Key to my old wall locker: I carried it for so long, I couldn’t give it up.

Rejection letter from Tricare: While I was in Iraq, I continued to receive rejection of payment from Tricare. But Tricare thanked me for my service.

Rick Jervis, Chicago Tribune reporter, card: This guy asked soldiers, “wouldn’t you rather be watching a Cubs game at Wrigley than being in Iraq?”

Two religious medallions. One reads: “Be strong and courageous. Do not be terrified; do not be discouraged, for the Lord your God will be with you wherever you go.” Joshua 1:9b

Jim Bob’s Tailoring and Leather: At one of the bases, an Iraqi known as “Jim Bob” made custom leather jackets and shoes and dresses. He also ironed our uniforms. As you can tell from his card, he was quite talented and diversed.

Red rabbit foot: Brought me luck. Not sure why it’s red. I’ve never seen a red rabbit.

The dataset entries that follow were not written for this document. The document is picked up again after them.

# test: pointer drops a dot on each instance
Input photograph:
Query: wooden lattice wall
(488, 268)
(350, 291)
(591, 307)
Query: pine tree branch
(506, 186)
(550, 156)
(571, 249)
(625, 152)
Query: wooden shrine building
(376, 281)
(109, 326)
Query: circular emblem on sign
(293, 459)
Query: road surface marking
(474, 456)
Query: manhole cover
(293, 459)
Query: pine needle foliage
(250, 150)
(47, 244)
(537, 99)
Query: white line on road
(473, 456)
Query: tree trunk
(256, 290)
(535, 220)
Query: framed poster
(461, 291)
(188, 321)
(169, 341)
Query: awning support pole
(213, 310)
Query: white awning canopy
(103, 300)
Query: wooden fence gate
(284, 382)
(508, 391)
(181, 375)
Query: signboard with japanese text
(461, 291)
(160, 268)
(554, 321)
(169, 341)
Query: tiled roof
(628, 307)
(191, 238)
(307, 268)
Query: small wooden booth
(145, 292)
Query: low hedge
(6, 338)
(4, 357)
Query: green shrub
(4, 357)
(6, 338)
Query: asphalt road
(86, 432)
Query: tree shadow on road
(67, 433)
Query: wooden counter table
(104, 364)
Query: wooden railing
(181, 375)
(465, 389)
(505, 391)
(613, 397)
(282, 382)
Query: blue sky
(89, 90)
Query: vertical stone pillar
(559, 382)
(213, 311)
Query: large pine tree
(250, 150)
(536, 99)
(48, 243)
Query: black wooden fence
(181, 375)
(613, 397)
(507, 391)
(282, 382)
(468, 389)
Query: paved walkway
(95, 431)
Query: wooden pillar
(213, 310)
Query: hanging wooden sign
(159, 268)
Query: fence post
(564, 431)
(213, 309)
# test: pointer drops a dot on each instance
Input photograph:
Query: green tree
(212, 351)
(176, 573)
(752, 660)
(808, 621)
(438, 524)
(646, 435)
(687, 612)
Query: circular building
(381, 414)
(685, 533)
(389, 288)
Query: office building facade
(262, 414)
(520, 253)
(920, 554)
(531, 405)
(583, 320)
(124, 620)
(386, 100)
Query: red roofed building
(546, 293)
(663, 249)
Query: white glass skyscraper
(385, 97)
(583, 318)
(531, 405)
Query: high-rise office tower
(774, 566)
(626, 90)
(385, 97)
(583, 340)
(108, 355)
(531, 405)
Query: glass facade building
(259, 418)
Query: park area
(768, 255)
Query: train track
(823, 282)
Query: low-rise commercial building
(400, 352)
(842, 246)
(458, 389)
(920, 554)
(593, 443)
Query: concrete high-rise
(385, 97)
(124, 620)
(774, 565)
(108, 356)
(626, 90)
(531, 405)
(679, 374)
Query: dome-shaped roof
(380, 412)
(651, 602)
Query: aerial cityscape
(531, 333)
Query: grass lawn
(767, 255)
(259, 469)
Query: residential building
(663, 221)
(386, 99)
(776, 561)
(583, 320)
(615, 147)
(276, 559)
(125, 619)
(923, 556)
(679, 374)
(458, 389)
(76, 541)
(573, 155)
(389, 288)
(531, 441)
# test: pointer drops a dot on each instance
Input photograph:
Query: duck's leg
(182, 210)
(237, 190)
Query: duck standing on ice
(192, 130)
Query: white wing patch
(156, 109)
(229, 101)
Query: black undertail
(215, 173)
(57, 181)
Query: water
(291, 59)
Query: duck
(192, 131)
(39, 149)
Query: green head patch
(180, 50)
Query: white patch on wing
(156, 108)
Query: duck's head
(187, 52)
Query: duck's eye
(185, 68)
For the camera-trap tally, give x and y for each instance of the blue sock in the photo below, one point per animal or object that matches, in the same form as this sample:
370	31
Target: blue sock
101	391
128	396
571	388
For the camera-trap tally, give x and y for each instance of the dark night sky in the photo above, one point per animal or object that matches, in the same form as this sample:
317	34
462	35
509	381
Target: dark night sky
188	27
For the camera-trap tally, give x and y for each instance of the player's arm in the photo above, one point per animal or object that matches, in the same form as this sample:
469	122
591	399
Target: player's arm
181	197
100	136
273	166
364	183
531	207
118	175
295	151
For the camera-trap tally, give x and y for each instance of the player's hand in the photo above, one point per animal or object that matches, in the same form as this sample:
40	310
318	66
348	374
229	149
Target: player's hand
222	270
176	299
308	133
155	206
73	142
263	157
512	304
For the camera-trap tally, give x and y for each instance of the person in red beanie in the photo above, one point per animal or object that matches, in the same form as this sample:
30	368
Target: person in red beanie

Dog tags: Nearly lost them a million times, but managed to keep the same pair for two years. And that’s remarkable.

Army Values tag: I will aways place the mission first. I will never accept defeat. I will never quit. I will never leave a fallen comrade.

Saturday, March 18, 2006

David Mitts and his son

When Sgt. David Mitts was killed in action on Dec. 4, 2004, I lost a friend; a father lost a son; a wife lost a husband; and soon-to-be born child lost a father.

I’ve written about Mitts several times and his passing has always pained me, because David was such a good man. He was a Pacific Northwest man who lived by a simple code: give respect, get respect… and appreciate your family. As you may recall from previous posts, David intended to name his child Michael Landon Mitts. “Because he stood for family values,” he said to me on a patrol in Mosul. The child was named Landon David Mitts, but did not live long. According to Sgt. Mitts’ father, Landon had SIDs.

So now the little soldier is in Heaven with his brave father. I’m sure David is holding Landon, looking down on the United States and just smiling. I hope both of them know they’re not forgotten.

Thursday, March 09, 2006


I will try to post at lest twice a week. But I am in the process of switching the entire blog over to so once that is up, I'll post more.

In the mean time, if you want to follow my writing, read and I am the managing editor for both.

Wednesday, March 01, 2006

Been awhile

Seems just like yesterday I stepped off the plane from Iraq. And it's been more than a year.

Where does the time go?

It's strange to no longer be in the service. I have sideburns, sleep in on Saturdays and don't dread formations.

To all the loyal Smink readers, I apologize for not posting in such a long while. I'm the managing editor of a couple major trade mangazine and have just been swamped. I will try to get back into the grove, though, as I miss writing about military issues.